1.1. Collection sites
Mauritania is a large country in West Africa with mostly desert-covered landscape of the Sahara, and a low population density. Samples were collected in the surrounding region of the capital Nouakchott and the town of Rosso. Camels were sampled at a livestock market with an associated slaughterhouse on the outskirts of Nouakchott. In addition, one cattle herd was sampled at a dairy farm 60 km east of Nouakchott near the small village Idini (Trarza). Two other sampling sites for cattle and camels, respectively, were located in the surrounding area of Rosso (Trarza) in southwestern Mauritania. The distance between Nouakchott and Rosso is about 160 km (Fig.).
1.2. Collection of samples
Up to 30 Hyalomma ticks were collected per animal from a total of 28 camels and 63 cattle from the four aforementioned herds. Moreover, blood samples were taken from most of these animals (Idini, cattle: n= 49; Nouakchott slaughterhouse, camels: n= 13; Rosso, camels: n=15). No blood samples were available from the cattle herd in Rosso. In total, 77 blood samples were collected among the different herds. Since Hyalomma ticks are considered the main vector and reservoir for CCHFV, ticks from other genera were excluded from this study. The collected ticks were stored at -80°C at the Office National de Recherche et de Développement de l'Elevage (ONARDEL) in Nouakchott. Ethanol (90 %) was added to the samples prior to their shipment to the Friedrich-Loeffler-Institut (FLI), Germany.
1.3. Morphological and molecular tick species identification
All ticks were morphologically identified using the identification keys of Apanaskevich et al. [14-16]. Individual ticks were homogenized in AVL buffer (Qiagen, Hilden, Germany) using a Tissuelyser II (Qiagen, Hilden, Germany) machine. The homogenates were cleared by centrifugation and supernatants were used for nucleic acid extraction. DNA/RNA was extracted using a a KingFisher Flex instrument (ThermoFisher, Waltham, USA) with the NucleoMag® VET kit (Macherey-Nagel, Düren, Germany) according to the manufacturer`s protocol. A selected number of ticks that were hard to determine as well as CCHFV-positive specimens were identified using partial cytochrome oxidase 1 (CO1) gene Sanger sequencing and restriction fragment length polymorphism method (RFLP) [17].
1.4. CCHFV genome detection
RNA extracted using KingFisher instrument (ThermoFisher Scientifc, Waltham, USA) alongside the NucleoMag Vet kit (Machery-Nagel, Düren, Germany) from individual ticks and serum samples was used to screen for CCHFV. The screening was performed using a one-step real-time reverse-transcriptase PCR assay (RT-qPCR) as described previously [18]. The assay targets a conserved region within the S-Segment. Samples were considered positive in case of ct-values below 35 and weak-positive if between 35 and 40.

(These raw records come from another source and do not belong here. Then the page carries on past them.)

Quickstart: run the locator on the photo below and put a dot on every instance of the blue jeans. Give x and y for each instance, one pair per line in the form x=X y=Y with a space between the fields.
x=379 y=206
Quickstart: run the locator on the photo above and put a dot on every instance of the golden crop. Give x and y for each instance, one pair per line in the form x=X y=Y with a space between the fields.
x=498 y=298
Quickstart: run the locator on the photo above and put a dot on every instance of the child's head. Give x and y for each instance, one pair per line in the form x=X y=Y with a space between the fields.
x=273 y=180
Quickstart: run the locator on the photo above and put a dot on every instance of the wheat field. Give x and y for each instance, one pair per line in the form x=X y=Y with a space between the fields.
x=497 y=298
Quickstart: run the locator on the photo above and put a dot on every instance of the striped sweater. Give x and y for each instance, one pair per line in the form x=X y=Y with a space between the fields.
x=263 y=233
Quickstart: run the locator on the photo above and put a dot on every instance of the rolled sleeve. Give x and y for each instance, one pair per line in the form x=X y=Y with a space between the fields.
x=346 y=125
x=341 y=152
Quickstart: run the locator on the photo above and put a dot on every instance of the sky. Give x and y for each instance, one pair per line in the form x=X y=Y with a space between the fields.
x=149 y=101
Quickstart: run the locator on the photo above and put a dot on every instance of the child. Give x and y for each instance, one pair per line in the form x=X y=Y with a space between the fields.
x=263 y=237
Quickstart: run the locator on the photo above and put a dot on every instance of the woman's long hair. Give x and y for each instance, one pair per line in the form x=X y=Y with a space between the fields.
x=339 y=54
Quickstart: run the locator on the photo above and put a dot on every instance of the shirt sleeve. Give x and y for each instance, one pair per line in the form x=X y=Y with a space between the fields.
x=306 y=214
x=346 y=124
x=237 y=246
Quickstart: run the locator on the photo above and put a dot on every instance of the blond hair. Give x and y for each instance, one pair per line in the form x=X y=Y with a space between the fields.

1.5. Molecular and phylogenetic analyses of CCHFV genotypes
In order to get a first insight into the detected CCHFV genotypes, amplicons (127 bp) of the RT-qPCR products of all positively tested samples were sequenced by Sanger sequencing (Eurofins, Luxembourg, Luxembourg) and aligned with GeneBank entries by using the BLAST tool (NCBI, Bethesda, USA). For this purpose, the PCR protocol was performed using only one primer pair specific for the African CCHFV lineage III. Due to the small length of the PCR product, it was necessary to amplify a larger segment from the S-segment, which allows a more meaningful phylogenetic analysis. Therefore, complimentary primers close to the terminal regions were selected based on the most related sequence in the BLAST results. The primers to amplify African linage 1 were: “for 5’- AACACGTGCCGCTTACGC” and “rev 5’ – TATCGTTGCCGCACAGCC”; and for African linage 3, “for 5’ – ATGGAAAACAAAATCGAGGTGAATAACAAAGAT” and “rev 5’ – TTAGATAATGTTAGCACTGGTGGCATT”. Both the reverse transcription using SuperScript IV Reverse Transcriptase (ThermoFisher, Waltham, USA) with the reverse primer as well as the PCR using the KAPA HiFi HotStart ReadyMix PCR Kit (Roche, Basel, Switzerland) were performed according to the manufacturer's instructions. The amplified fragment was sequenced by Sanger sequencing (Eurofins, Luxembourg, Luxembourg) and used to create a phylogenetic tree.
1.6. Statistical analysis
Statistical analyses included 95 % confidence intervals (CI), Fisher's exact test and Chi-square test. Therefore, R software and R-Studio (an integrated development interface for R) were used for the calculation [19]. Those ticks that could not be species identified were excluded for the Fisher's exact test and Chi-square test.